Engano-me, que eu gosto

O sr. Bill Gates, que dispensa apresentações, acaba de publicar um ‘corajoso artigo’ em sua página pessoal na internet — Gatesnotes — em que relativiza a chamada ameaça climática, afirmando, textualmente, que “embora as mudanças climáticas afetem as pessoas pobres mais do que qualquer outro grupo, para a grande maioria delas, essa não será a única, nem mesmo a maior, ameaça às suas vidas e bem-estar. Os maiores problemas são a pobreza e as doenças, como sempre foram. Compreender isso nos permitirá concentrar nossos recursos limitados em intervenções que terão o maior impacto sobre as pessoas mais vulneráveis”.

Disse ‘corajoso artigo’ porque, lá pelas tantas, o sr. Gates admite que “alguns defensores do clima discordarão de mim, me chamarão de hipócrita por causa da minha própria pegada de carbono (que compenso totalmente com créditos de carbono legítimos), ou verão isso como uma maneira dissimulada de argumentar que não devemos levar as mudanças climáticas a sério”.
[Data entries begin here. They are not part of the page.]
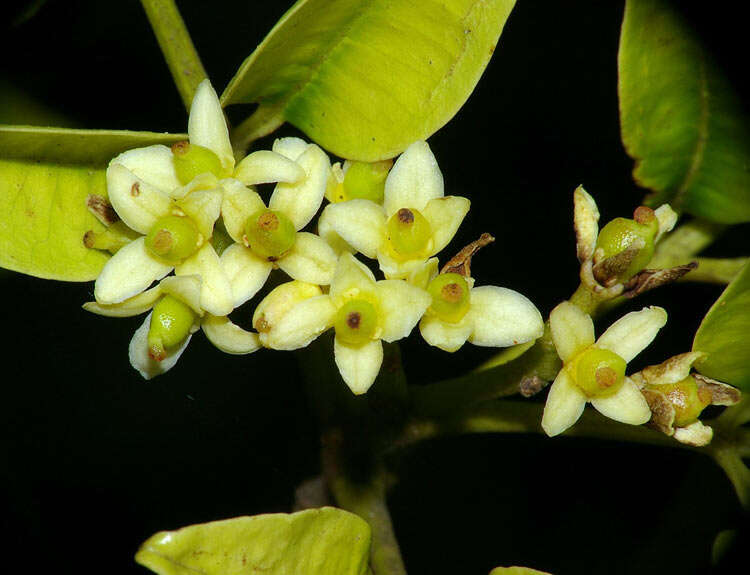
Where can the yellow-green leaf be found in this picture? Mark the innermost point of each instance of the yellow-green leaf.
(46, 174)
(324, 541)
(366, 79)
(680, 119)
(725, 335)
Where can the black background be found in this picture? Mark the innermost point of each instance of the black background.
(94, 459)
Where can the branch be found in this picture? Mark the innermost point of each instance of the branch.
(177, 47)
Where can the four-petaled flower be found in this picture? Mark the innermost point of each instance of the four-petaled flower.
(595, 370)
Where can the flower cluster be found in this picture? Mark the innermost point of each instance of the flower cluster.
(199, 241)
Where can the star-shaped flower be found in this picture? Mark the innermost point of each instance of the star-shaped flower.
(595, 370)
(363, 312)
(415, 222)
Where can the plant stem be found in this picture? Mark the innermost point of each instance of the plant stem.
(177, 47)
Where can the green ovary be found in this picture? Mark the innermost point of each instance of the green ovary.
(356, 322)
(171, 322)
(598, 372)
(409, 234)
(270, 234)
(191, 160)
(173, 238)
(450, 297)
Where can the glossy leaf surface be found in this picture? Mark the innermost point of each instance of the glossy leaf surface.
(324, 541)
(46, 174)
(365, 79)
(680, 119)
(725, 335)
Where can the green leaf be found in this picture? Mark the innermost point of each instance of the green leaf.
(725, 335)
(324, 541)
(680, 119)
(366, 79)
(46, 174)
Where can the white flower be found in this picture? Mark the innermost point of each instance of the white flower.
(595, 370)
(176, 301)
(416, 219)
(362, 311)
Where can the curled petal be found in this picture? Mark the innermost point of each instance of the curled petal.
(401, 305)
(207, 126)
(311, 260)
(361, 224)
(359, 366)
(138, 203)
(301, 201)
(564, 406)
(414, 180)
(237, 205)
(132, 306)
(130, 271)
(502, 317)
(153, 165)
(247, 273)
(142, 361)
(626, 406)
(572, 329)
(216, 291)
(228, 337)
(351, 275)
(264, 167)
(447, 336)
(301, 324)
(586, 223)
(445, 216)
(632, 333)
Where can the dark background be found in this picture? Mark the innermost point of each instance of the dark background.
(94, 459)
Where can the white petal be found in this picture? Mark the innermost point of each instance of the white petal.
(132, 306)
(632, 333)
(247, 272)
(361, 223)
(265, 166)
(153, 165)
(445, 216)
(300, 202)
(138, 203)
(187, 289)
(503, 317)
(140, 359)
(351, 276)
(586, 223)
(311, 260)
(359, 366)
(228, 337)
(207, 126)
(127, 273)
(290, 147)
(301, 324)
(401, 305)
(564, 406)
(216, 291)
(447, 336)
(572, 329)
(203, 207)
(238, 204)
(413, 181)
(627, 405)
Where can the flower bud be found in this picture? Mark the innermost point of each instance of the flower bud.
(173, 238)
(270, 233)
(356, 322)
(450, 297)
(191, 160)
(171, 322)
(409, 233)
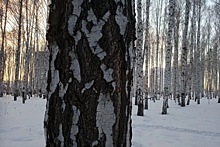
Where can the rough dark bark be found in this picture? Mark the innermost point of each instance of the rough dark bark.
(90, 73)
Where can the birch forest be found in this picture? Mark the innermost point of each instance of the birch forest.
(90, 58)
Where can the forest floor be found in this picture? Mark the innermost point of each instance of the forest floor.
(21, 125)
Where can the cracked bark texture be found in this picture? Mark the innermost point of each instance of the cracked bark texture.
(90, 73)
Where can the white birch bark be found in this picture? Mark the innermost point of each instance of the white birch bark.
(89, 78)
(27, 55)
(17, 57)
(198, 64)
(167, 82)
(176, 53)
(191, 48)
(146, 52)
(184, 55)
(139, 58)
(2, 51)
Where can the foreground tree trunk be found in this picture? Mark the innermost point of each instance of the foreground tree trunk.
(89, 76)
(2, 51)
(168, 58)
(198, 61)
(139, 60)
(17, 57)
(146, 52)
(184, 55)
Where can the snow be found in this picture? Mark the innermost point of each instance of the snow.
(21, 125)
(190, 126)
(195, 125)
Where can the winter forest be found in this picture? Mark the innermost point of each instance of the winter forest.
(110, 73)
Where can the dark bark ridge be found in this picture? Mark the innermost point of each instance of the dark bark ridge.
(90, 70)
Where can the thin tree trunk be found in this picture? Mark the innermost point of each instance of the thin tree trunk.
(17, 58)
(139, 78)
(176, 50)
(2, 51)
(146, 52)
(168, 58)
(198, 71)
(184, 55)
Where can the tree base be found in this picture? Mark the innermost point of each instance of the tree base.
(140, 109)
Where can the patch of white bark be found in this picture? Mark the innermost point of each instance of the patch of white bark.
(75, 128)
(105, 117)
(54, 73)
(75, 67)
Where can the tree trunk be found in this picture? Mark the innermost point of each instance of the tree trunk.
(17, 58)
(184, 55)
(168, 58)
(198, 71)
(176, 50)
(2, 51)
(89, 78)
(146, 52)
(139, 58)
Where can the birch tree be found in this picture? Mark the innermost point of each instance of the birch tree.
(89, 74)
(2, 51)
(140, 59)
(191, 49)
(176, 53)
(184, 55)
(17, 57)
(146, 52)
(167, 81)
(198, 77)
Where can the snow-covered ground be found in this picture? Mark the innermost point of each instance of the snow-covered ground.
(21, 125)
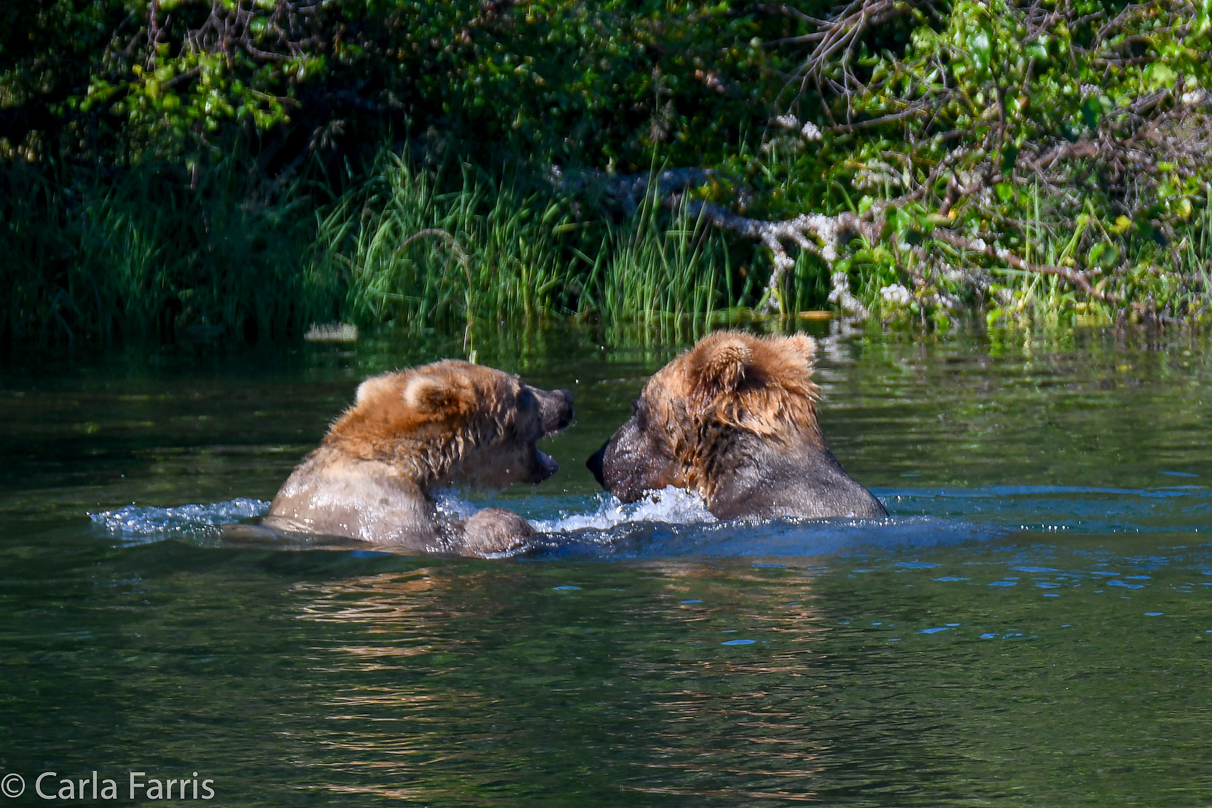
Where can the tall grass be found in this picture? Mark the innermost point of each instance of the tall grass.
(415, 253)
(419, 250)
(153, 251)
(91, 254)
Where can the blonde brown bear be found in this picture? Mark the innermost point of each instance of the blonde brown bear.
(735, 419)
(411, 433)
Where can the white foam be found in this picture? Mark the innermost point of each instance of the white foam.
(181, 520)
(669, 505)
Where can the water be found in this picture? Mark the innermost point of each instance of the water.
(1032, 625)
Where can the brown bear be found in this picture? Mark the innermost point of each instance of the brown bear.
(733, 419)
(416, 430)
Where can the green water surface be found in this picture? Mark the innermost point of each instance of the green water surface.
(1032, 626)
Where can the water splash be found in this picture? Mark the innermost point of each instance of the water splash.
(670, 506)
(138, 525)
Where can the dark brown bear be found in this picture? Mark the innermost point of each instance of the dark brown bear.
(413, 431)
(733, 419)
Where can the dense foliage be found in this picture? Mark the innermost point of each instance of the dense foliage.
(898, 158)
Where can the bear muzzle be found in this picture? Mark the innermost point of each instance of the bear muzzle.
(555, 406)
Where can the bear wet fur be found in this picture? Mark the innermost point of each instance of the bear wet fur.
(410, 433)
(735, 420)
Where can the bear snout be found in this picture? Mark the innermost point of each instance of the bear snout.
(556, 408)
(595, 464)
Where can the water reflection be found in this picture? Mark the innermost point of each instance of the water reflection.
(1030, 626)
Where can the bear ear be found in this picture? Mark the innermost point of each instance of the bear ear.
(435, 397)
(372, 387)
(718, 372)
(802, 345)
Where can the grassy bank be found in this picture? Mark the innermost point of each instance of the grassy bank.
(158, 252)
(152, 252)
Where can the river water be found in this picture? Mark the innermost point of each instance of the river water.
(1032, 625)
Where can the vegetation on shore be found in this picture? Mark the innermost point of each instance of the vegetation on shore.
(206, 166)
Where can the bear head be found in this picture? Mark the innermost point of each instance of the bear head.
(716, 412)
(453, 422)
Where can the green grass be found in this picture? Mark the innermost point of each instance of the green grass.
(155, 252)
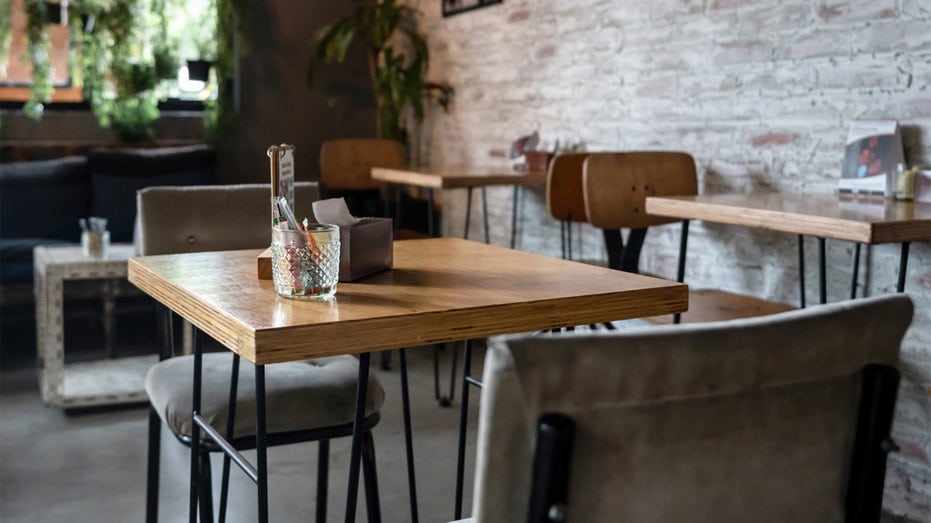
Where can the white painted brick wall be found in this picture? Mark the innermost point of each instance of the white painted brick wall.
(760, 93)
Ocorre que não é de hipocrisia e dissimulação que se trata aqui, mas de covardia e irresponsabilidade existencial. O centro do impasse planetário não é o modo como estão sendo aplicados os “nossos recursos limitados”, e o sr. Gates sabe disso — esta é a covardia. A irresponsabilidade existencial reside no fato de que uma figura pública como ele, cujas palavras e opiniões possuem alcance ilimitado, não pode ignorar, por exemplo, informações como as listadas abaixo, obtidas por meio de uma simples consulta à plataforma de Inteligência Artificial do Google: 

“Os gastos militares mundiais em 2024 alcançaram um recorde de US$ 2,7 trilhões, representando um aumento de (9,4%) em relação a 2023, e a maior alta anual desde o fim da Guerra Fria (1947-1991). Esse aumento foi impulsionado por conflitos regionais e tensões geopolíticas, com mais de cem países elevando seus orçamentos de defesa, especialmente na Europa e no Oriente Médio. Os cinco maiores gastadores  — EUA, China, Rússia, Alemanha e Índia — foram responsáveis por 60% do total global.

“A Organização Mundial da Saúde (OMS) e o Instituto para Métricas e Avaliação em Saúde (IHME) indicam uma tendência de queda no investimento em saúde após o pico da pandemia de COVID-19, o que gera grande preocupação. A entidade projetou um declínio global de 21% na assistência ao desenvolvimento para a saúde entre 2024 e 2025, passando de US (49,6 bilhões para US 39,1 bilhões).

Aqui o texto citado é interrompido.